A lembrança daquele dia fez a indignação emergir em meu ser. Achava tudo aquilo muito injusto, como pode uma vida tão jovem e próspera ser abreviada daquele jeito cruel, sem ninguém com quem pudéssemos atribuir alguma responsabilidade? O mesmo ódio incoercível que senti ao ver meu irmão frágil numa cama de UTI estava de volta, ali na praça..., mas afinal, ódio de que? Ódio de quem?

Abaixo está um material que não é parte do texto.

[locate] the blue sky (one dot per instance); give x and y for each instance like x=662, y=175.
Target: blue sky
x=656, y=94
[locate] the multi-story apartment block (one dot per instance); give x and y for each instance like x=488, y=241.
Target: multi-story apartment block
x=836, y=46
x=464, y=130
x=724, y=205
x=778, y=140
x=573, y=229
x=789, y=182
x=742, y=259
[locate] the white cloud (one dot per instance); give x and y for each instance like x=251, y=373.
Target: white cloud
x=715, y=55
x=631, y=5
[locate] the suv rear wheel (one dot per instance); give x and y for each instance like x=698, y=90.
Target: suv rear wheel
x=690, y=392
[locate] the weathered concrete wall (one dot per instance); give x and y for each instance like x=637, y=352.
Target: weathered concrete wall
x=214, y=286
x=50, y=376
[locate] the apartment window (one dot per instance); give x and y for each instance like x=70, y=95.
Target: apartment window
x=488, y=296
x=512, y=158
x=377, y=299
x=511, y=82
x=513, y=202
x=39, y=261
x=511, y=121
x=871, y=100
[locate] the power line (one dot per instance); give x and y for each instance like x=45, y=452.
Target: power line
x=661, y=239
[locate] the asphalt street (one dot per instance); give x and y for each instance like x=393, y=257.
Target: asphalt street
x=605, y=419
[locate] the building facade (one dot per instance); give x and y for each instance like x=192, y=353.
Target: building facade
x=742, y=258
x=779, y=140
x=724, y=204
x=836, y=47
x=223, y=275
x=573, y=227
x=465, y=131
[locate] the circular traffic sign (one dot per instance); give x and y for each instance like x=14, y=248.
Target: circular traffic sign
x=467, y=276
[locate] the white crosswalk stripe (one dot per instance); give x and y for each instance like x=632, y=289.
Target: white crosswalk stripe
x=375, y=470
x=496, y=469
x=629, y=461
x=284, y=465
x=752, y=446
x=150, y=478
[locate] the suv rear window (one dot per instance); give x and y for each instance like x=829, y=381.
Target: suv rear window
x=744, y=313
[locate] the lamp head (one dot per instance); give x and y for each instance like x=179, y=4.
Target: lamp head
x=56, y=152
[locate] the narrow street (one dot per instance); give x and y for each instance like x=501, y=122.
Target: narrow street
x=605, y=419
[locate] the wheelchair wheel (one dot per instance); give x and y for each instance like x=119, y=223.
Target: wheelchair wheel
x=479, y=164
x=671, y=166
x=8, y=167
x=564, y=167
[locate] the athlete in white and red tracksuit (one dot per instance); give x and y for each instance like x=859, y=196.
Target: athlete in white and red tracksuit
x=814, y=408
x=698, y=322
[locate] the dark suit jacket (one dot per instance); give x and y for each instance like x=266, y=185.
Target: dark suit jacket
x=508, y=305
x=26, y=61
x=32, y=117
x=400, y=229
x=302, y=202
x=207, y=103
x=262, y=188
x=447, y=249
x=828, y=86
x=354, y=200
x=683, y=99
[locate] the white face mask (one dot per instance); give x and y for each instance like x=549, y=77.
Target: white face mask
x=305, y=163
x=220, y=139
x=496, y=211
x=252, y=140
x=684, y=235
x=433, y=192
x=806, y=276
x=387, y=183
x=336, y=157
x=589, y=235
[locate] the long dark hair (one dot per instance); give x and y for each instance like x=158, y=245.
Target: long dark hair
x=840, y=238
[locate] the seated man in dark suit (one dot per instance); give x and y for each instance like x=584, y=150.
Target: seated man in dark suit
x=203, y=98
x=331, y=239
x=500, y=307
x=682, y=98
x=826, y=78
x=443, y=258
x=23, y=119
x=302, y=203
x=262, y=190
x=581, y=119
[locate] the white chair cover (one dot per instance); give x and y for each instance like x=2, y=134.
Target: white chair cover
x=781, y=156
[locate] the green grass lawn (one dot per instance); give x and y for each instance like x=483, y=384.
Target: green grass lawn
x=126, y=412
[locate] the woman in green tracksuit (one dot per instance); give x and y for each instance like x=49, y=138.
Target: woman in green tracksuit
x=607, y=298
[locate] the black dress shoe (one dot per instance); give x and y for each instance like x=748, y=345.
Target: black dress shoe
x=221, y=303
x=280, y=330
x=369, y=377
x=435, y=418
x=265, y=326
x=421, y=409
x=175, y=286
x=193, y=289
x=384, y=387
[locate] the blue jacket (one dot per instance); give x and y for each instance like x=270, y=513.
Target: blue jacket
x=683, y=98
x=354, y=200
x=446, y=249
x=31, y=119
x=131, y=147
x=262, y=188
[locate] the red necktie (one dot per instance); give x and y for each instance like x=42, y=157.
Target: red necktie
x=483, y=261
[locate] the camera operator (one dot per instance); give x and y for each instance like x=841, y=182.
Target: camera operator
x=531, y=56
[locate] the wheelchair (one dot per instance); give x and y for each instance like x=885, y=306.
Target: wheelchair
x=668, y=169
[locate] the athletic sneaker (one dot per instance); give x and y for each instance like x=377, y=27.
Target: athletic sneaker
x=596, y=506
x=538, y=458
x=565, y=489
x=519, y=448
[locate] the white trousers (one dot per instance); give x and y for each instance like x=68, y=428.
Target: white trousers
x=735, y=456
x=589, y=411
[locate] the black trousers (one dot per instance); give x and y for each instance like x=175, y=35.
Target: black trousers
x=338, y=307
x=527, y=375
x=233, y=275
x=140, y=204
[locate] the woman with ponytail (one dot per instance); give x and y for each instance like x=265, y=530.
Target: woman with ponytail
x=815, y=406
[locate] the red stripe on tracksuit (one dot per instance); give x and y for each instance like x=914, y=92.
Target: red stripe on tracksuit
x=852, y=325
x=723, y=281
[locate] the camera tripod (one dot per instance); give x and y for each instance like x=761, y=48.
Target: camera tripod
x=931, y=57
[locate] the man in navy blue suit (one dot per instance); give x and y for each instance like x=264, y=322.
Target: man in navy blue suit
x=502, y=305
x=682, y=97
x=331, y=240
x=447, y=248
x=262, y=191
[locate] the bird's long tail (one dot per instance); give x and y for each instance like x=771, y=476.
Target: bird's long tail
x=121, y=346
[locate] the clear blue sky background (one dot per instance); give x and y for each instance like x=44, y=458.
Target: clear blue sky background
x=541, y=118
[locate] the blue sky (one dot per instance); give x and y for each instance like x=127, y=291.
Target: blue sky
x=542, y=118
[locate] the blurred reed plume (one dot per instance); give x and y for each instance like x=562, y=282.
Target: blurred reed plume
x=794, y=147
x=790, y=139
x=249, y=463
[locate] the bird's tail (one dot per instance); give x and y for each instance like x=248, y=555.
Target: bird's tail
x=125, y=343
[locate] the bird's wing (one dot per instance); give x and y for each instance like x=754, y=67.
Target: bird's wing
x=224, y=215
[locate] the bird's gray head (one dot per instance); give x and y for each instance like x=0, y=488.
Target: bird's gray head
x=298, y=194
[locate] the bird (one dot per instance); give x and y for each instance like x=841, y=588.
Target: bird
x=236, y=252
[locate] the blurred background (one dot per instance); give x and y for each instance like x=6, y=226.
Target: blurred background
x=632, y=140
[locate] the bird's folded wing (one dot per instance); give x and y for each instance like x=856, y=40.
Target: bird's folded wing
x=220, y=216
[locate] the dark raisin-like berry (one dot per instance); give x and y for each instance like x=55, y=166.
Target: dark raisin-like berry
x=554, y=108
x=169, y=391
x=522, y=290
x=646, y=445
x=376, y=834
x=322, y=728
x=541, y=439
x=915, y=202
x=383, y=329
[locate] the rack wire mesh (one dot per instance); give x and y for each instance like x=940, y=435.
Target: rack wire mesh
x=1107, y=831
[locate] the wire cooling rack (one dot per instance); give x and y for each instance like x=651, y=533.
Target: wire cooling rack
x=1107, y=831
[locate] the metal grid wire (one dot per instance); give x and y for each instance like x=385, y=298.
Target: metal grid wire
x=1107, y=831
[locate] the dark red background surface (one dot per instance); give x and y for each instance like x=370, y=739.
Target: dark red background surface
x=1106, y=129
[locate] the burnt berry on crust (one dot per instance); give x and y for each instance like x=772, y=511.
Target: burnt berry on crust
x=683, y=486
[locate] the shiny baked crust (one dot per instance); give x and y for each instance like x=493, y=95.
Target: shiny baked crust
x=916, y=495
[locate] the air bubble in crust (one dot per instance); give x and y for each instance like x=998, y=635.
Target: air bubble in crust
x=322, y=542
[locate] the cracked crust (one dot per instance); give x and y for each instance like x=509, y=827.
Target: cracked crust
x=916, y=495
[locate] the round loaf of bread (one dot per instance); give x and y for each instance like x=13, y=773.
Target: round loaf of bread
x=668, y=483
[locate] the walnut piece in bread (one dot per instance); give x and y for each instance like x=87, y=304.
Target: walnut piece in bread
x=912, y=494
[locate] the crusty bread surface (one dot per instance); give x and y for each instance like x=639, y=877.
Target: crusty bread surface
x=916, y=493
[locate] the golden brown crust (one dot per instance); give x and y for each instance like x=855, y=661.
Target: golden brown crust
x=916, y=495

Como a impotência diante da finitude é o elemento mais notório do ser humano, clamamos por vingança! Meu irmão estava morto e a sensação era de impunidade..., Isso me fez pensar que Deus fosse, de fato, uma entidade onipresente, pois assume até mesmo o lugar de réu, porque sabe que precisamos dessa ínfima clemência.

– A terceira imagem aterradora foi vê-lo no caixão, a pele arroxeada, gelada feito mármore. Não era apenas a imagem da morte dele, mas a representação do fim da esperança. A confirmação de que estamos mesmo sozinhos no mundo. Todas as orações e súplicas foram sumariamente ignoradas... Sim, talvez exista um Deus todo poderoso por aí, senhora. Mas ele está cagando pra nós aqui.

O calor ou a raiva começava a fazer meus poros minar. Estávamos sentados naquele banco recebendo um sopro cálido que parecia intencionado em nos expulsar dali. Pra piorar, eu tinha agora uma coisa entalada na garganta, fruto das memórias recentes. Enquanto a mulher do meu lado parecia impassível, o que me fez descartar a hipótese de que ela fosse membro de alguma religião interessada em usar a minha dor como justificativa para arrastar-me ao templo do Deus dela. A menos que fosse alguém exclusivamente interessada em somar mais um dizimista e, portanto, estivesse insensível ao meu sofrimento.

Porém, não parecia ser o caso, a mulher demonstrava interesse apenas quando me fazia perguntas, e então retornava ao modo contemplativo.

– E se você pudesse voltar no tempo? – perguntou ela.

– Como é?

– Se você pudesse estar de volta àquela sexta-feira, exatamente no instante em que chegou na lanchonete do seu irmão?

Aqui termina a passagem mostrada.